Mais cette phraséologie dénote des limites structurelles et un penchant pour la dictature qui expliquent aujourd’hui pourquoi malgré une carrière au sommet, il traverse de grosses difficultés financières qui l’obligent à user de subterfuges pour tenter de rester le plus longtemps possible à la tête d’une institution qui lui garantirait des subsides et une certaine lumière indispensables à son quotidien.
Contrairement à ce qu’on lui a laissé croire, notamment ses conseillers politiques, à savoir jouer « le peuple contre l’élite » d’où ses déclarations appelant au soulèvement au siège de la Fecafoot à Tsinga pendant la campagne, les questions politiques au Cameroun ne se limitent pas à cette simple vue de l’esprit. Elles sont bien plus que profondes.
Évidemment qu’il est déjà hors course après sa condamnation en Espagne. Même s’il ne l’était pas, qui parierait un kopeck sur le succès de Eto’o à une campagne présidentielle ? Ses partisans sans doute.
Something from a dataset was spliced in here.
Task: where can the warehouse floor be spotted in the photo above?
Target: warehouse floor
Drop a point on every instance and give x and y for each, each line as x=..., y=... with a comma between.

Dans sa projection, Samuel Eto’o avait besoin d’un appareil politique et d’une rampe de lancement. Il a fait son choix : le pays Bassa, sa communauté, à qui il fait des fleurs à la Fecafoot et qui le lui rend bien. Or cet espace politique est animé et dominé depuis quelques années par le jeune et dynamique Cabral Libii et son PCRN. Il faut donc le neutraliser pour être seul à émerger, et pouvoir se lancer à la conquête du reste du pays.
Ce qui est surprenant, peut-être moins en réalité quand on tient compte de la jeunesse et l’immaturité politique de ses membres, c’est la stupidité des cadres du PCRN qui ont abandonné leur leader pour faire campagne pour Eto’o sans toutefois se rendre compte de cette incompatibilité politique.
D’Eto’o et de Cabral ne devra survivre qu’une seule tête politique. Il s’agissait donc bien d’une bêtise, exactement comme cette frange du MRC - les cadres les plus intelligents et tactiques politiquement parlant s’en sont démarqués - qui pour des raisons alimentaires ont abandonné Kamto pour les ors de Eto’o, une opération qui a montré au pouvoir combien Eto’o pouvait lui être utile dans la destabilisation du parti politique le plus bouillant sur la scène locale.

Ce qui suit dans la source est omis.